I think ptrace is fundamentally letting you do the same thing in terms of how pyflame is using it.. and the same ptrace access permission governs whether you can use process_vm_readv
The real win for this project is a real-time "top" or "perf top" style UI instead of only generating flamegraph output. I love that feature, and will be particularly good for quick shot "what is this process doing" type info as opposed to specifically profiling some timeframe to analyse the resulting flamegraph (which is all pyflame let you do)
If you're talking about the flame graphs, they're a fairly common feature of modern profilers. The oldest implementation I know of is at https://github.com/brendangregg/FlameGraph.
I've never understood why flame graphs are better than the normal presentation of inclusive and exclusive timings in performance tools, even if they're not "modern", but embody some decades' experience. Anyone care to explain?
Of course I expect to see the call tree, and to flip between that and a flat view, to flip between different metrics in the views, and to see them across processes/threads. I'm talking about graphical tools (perhaps coupled with external reduction of the data) like CUBE [1], Paraprof [2], and those in toolsets like Open|Speedshop [3] and HPCToolkit [4] with which I'm less familiar.
I'm far from a performance expert, but my impression is:
It shows the call paths to the functions and what part each path took, that's not so obvious from the typical table. On the other hand, finding functions that are called quite a lot all over the place and add up is easier in the table, so it's not become useless.
> If you want to profile a multi-threaded application, you must give an entry point to these profilers and then maybe merge the outputs.
It basically boils down to (currently) doing multiprocessing profiling is a giant pain in the ass, you have to manually attach the profiler yourself if you ever launch another process, and every profiled process produces it's own output file.
It's not impossible, it's just very annoying. I've been vaguely meaning to write a thing which attaches to the fork() call and automatically starts the profiler in the child-process, and handles aggregating all the results back to a single output when all children exit.
Multi-process (<~1M) profiling is obviously bread and butter in the HPC world. That's what the tools I referenced are for primarily.
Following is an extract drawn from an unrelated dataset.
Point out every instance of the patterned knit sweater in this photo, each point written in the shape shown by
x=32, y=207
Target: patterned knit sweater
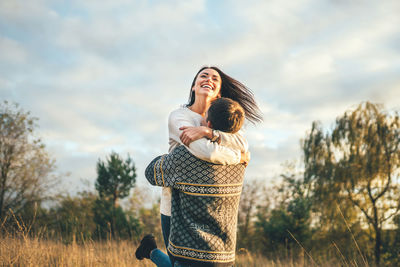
x=205, y=201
The more recent Python targeting may not be so solid, especially if there's no good launch framework to hook into, which would be a good reason for using MPI.
Hah, and I'd love something like this for Common Lisp.
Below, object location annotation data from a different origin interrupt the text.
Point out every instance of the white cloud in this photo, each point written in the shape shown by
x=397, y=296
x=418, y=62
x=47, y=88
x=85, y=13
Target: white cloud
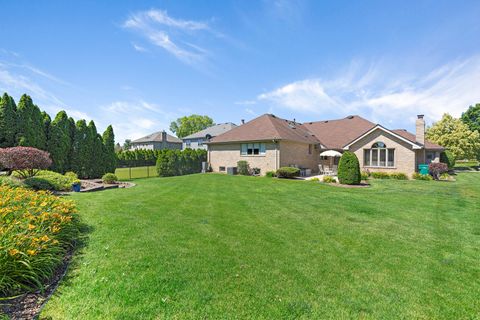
x=139, y=48
x=157, y=26
x=135, y=119
x=382, y=95
x=246, y=102
x=17, y=84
SBCL's sampling profiler is pretty finicky, and I haven't figured out yet how to use Linux-level profiling tools to get something useful out of a CL image.
And as a slightly different take than that of the person posting the issue - interfaces like kcachegrind are a pretty clunky (if powerful, in their clunky way) - the profiler coming with some built-in presentation and reporting of its own like the flamegraph and the realtime display is a big win and a serious deficiency in most python profilers.
Does anyone know if there is something like this for Nodejs? Of course you can enable profiling, but it would be nice to be able to look at running processes.
Gave it a try, and wasn’t expecting to have to execute via sudo on macOS. I almost never use sudo, so this stands out as quite unexpected for a developer tool. Is there something off with my system, or are sudo privileges always going to be required on macOS?
Edit: I pip installed it into a virtualenv, if that matters.
Minor feature request: an explicit 'pause' button would make it easier to copy file paths from the output. Ctrl-S is a reasonable alternative, but it's a little hacky.
Also, it would be nice to somehow eliminate time spent in poll() from the results. I'm profiling a server process and 99.9% of the time is spent in a poll function. Perhaps there could be an option to disregard time spent in system calls rather than user code. Most of the time I'm interested in profiling only user code.
(Actually, I've been looking for a reason to play with Rust code. Maybe I'll try to add these features myself!)